Cette idée frappa l’interne. Il aurait bien voulu posséder de pareilles lunettes.
— Si l’on savait bien s’en servir, pensait-il, on parviendrait peut-être à lire dans le cœur des gens ; ce serait beaucoup plus intéressant que de prévoir les événements de l’an prochain. Je me figure déjà pouvoir pénétrer dans le cœur de tous ces messieurs et de toutes ces dames ; ce serait une espèce de ville souterraine où mon regard ne manquerait pas de faire des découvertes intéressantes.
Que d’artifices, de replis étranges, de secrets grotesques ou hideux lui seraient ainsi dévoilés !
Quels vides profonds, quelles assises de rocher je rencontrerais sous une végétation de beaux sentiments et de tendresses raffinées !
Peut-être rencontrerais-je aussi la vertu vraie, plus soucieuse d’être que de se montrer…
Oui, je voudrais pouvoir me glisser dans tous ces cœurs sous la forme d’une petite pensée bien subtile et bien agile, et m’initier ainsi à tout ce qui y est renfermé.
Ces mots suffisaient aux galoches. L’interne aussitôt crut sentir son corps se dissoudre, et il commença à voyager, comme il l’avait souhaité, à travers les cœurs des spectateurs.
Le premier qu’il visita était celui d’une femme mariée.
Il crut être dans un établissement orthopédique, où l’on voit accrochées aux murs des moulures en plâtre de tous les cas de difformité : mais il y avait cette différence que, dans le cœur de cette dame, ces figures étaient la représentation des défauts corporels et spirituels de toutes ses amies.
L’interne (nous pouvons lui conserver ce nom) s’enfuit au plus vite dans un autre cœur de femme.
Celui-ci lui parut comme une cellule paisible où une lampe éclairait doucement de ses rayons les versets du Livre sacré.
Les parfums d’innocence et de recueillement qu’on respirait dans cet asile le rendaient lui-même meilleur.
Il se sentit digne alors de pénétrer dans un autre sanctuaire : c’était comme une pauvre mansarde où une mère malade se désolait en regardant son enfant.
Mais le soleil d’or du bon Dieu apparut à la fenêtre ouverte ; des roses gracieuses y fleurirent, et deux charmants petits oiseaux firent entendre leurs gazouillements, tandis que la mère, plus calme, implorait la bénédiction du ciel pour son enfant bien-aimé.
Puis l’interne traversa un étal de boucher ; de la viande et rien de plus : c’était le cœur d’un homme riche et bien posé, dont le nom figure dans l’Almanach du commerce.
De là le voyageur passa dans le cœur de la veuve d’un millionnaire : c’était un vieux pigeonnier avec le portrait de l’époux défunt qui servait de girouette.
Ce fut, après cela, une grande salle dont tous les murs étaient cachés sous des glaces d’un grand prix.
Leur disposition multipliait les objets à l’infini.

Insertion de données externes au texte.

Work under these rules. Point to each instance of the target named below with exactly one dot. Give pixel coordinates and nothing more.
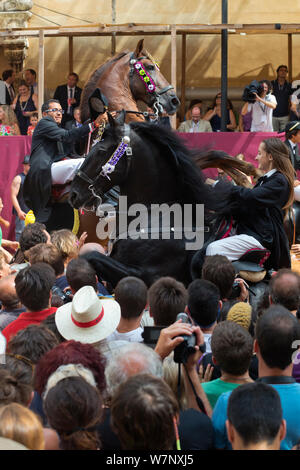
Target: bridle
(124, 147)
(137, 66)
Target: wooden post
(183, 76)
(113, 18)
(41, 72)
(71, 61)
(224, 67)
(290, 56)
(173, 67)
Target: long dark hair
(282, 163)
(74, 409)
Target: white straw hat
(87, 318)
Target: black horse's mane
(91, 84)
(172, 147)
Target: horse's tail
(110, 269)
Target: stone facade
(15, 14)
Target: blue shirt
(290, 402)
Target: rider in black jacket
(259, 212)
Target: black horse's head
(95, 177)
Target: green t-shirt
(215, 388)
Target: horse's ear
(111, 120)
(139, 48)
(120, 120)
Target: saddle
(58, 193)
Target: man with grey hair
(195, 428)
(134, 358)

Au milieu de cette magnificence était assise, semblable à un Dalaï-Lama, l’individualité insignifiante d’un personnage infatué de lui-même et de ses richesses.

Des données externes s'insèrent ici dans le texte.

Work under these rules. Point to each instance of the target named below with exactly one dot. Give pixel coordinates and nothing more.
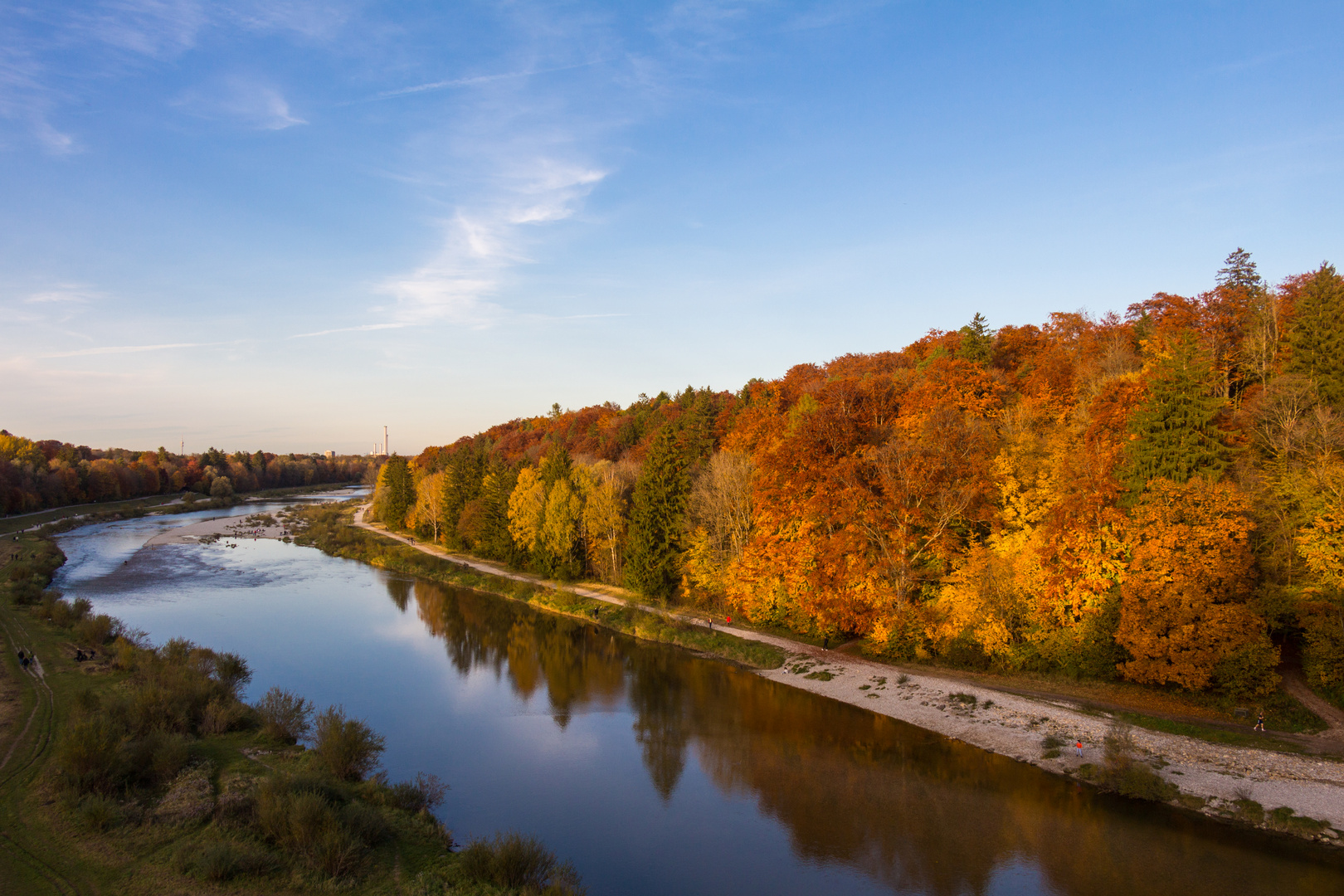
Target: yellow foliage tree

Le pauvre interne ne savait comment s’expliquer à lui-même cette merveilleuse pérégrination.
— Je crois, se dit-il, que j’ai des dispositions à la folie.
Et il se rappela en même temps l’aventure de la veille, quand sa tête s’était trouvée prise entre les barreaux de la grille.

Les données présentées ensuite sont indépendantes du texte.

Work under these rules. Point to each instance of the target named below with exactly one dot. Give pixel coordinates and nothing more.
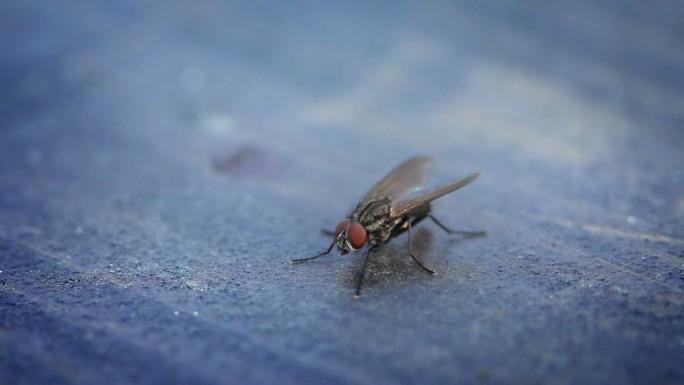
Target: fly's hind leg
(450, 231)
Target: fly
(393, 205)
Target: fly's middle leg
(411, 250)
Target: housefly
(392, 206)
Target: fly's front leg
(363, 271)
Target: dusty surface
(160, 164)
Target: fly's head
(350, 235)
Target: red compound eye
(341, 227)
(356, 235)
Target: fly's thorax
(375, 218)
(373, 214)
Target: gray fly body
(393, 205)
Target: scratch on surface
(620, 233)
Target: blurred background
(161, 162)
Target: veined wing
(408, 176)
(418, 199)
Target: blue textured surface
(160, 163)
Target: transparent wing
(420, 198)
(403, 180)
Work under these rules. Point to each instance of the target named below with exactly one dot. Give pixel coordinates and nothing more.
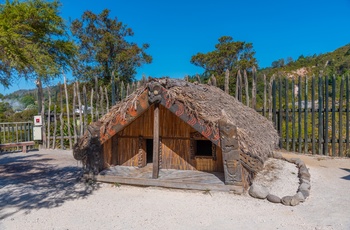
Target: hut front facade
(173, 124)
(180, 146)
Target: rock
(293, 160)
(286, 200)
(301, 164)
(274, 199)
(304, 173)
(277, 155)
(304, 181)
(258, 191)
(294, 201)
(304, 186)
(306, 193)
(299, 196)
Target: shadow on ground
(348, 176)
(35, 181)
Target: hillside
(336, 62)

— C’est là que j’aurai attrapé mon mal, continua-t-il ; il faudra que je me soigne. Peut-être un bain russe me serait-il favorable ; je voudrais bien en prendre un.
Aussitôt il se trouva tout habillé, avec ses bottes et ses galoches, dans une étuve où des gouttes d’eau brillante lui tombaient du plafond sur la tête.
— Ouf ! s’écria-t-il, en s’échappant au plus vite par la salle ; de l’eau froide !
Les garçons, à sa vue, tressaillirent comme tout prêts à s’enfuir.
— N’ayez pas peur, leur dit-il, c’est un pari.
Et il s’esquiva pour rentrer chez lui.
Dès qu’il fut arrivé dans sa chambre, il s’appliqua deux larges vésicatoires, l’un sur la nuque et l’autre sur les reins pour combattre les symptômes de la folie.
Le lendemain tout son dos était à vif : ce fut ce que les galoches du Bonheur lui valurent de plus positif.